Now temperatures are in the 90s, and brutal humidity—it’s summer, after all—is plunging Louisiana into a multilayered crisis: Without power, residents who don’t have a generator will also lack fans or air conditioning. The utility Entergy says power may not be restored for three weeks, but local officials warn it could be a month for some. “I’m not satisfied with 30 days, the Entergy people aren’t satisfied with 30 days,” Louisiana governor John Bel Edwards said at a press conference Tuesday. “Nobody who’s out there needing power is satisfied with that.”

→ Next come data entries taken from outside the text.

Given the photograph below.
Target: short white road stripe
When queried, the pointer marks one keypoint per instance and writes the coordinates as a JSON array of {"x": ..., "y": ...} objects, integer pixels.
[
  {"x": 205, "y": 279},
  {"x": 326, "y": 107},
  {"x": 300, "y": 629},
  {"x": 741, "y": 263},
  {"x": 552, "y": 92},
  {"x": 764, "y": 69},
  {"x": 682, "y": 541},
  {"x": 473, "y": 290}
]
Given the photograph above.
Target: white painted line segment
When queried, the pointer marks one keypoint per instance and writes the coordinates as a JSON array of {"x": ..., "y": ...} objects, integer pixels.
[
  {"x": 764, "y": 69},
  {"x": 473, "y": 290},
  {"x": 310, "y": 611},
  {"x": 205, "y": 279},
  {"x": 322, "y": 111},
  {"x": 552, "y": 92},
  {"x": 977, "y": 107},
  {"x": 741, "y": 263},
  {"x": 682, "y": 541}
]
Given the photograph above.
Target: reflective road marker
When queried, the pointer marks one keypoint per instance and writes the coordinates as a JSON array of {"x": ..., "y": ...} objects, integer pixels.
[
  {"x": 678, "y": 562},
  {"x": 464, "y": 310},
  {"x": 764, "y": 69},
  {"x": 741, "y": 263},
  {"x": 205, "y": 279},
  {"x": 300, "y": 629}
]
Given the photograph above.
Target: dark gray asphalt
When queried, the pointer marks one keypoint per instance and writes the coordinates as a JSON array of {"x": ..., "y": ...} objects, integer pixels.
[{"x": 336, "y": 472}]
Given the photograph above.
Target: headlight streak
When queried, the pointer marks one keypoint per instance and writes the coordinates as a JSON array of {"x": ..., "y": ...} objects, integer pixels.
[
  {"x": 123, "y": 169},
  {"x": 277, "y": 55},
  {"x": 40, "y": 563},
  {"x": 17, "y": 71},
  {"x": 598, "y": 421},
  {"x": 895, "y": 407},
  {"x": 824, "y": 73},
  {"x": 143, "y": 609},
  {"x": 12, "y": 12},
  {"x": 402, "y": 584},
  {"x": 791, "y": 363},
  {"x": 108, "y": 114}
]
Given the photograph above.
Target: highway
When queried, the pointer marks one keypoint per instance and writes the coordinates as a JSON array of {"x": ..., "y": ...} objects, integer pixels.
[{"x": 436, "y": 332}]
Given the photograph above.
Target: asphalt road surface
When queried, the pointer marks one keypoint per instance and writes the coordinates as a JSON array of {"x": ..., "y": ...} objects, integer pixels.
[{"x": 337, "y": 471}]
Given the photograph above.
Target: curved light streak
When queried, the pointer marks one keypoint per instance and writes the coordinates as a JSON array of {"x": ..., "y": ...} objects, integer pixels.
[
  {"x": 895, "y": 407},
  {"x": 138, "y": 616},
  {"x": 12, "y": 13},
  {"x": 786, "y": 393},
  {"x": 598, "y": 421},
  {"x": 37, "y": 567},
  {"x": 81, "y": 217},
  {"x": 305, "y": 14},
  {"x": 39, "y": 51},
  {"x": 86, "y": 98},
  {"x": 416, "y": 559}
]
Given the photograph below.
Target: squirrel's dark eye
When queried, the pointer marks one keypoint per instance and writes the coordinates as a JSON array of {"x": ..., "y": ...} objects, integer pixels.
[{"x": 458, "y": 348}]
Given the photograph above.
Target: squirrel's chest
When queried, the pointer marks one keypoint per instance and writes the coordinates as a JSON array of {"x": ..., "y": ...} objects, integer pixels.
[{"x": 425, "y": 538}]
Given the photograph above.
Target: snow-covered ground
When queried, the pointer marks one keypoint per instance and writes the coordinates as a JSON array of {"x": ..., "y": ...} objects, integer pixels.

The misery is particularly acute in New Orleans and other cities which already form “heat islands” in the landscape. These are places without enough trees or other green spaces where the built environment absorbs the sun’s energy during the day, slowly releasing it at night. Urban temperatures can be 20 degrees Fahrenheit hotter than surrounding rural areas. And here’s the extra-bad news: An analysis published in July by the research group Climate Central found that New Orleans’ heat-island effect is worse than any other city in the United States.
If you’re curious about what climate-crisis hell looks like, this is it. “This whole region is already hot and humid through the summer,” says Louisiana State University climate scientist Barry Keim, who’s also the state climatologist. “And you throw in some urban heat island impacts, which only exacerbate that, and you knock out the air conditioning system. It’s a recipe for disaster.”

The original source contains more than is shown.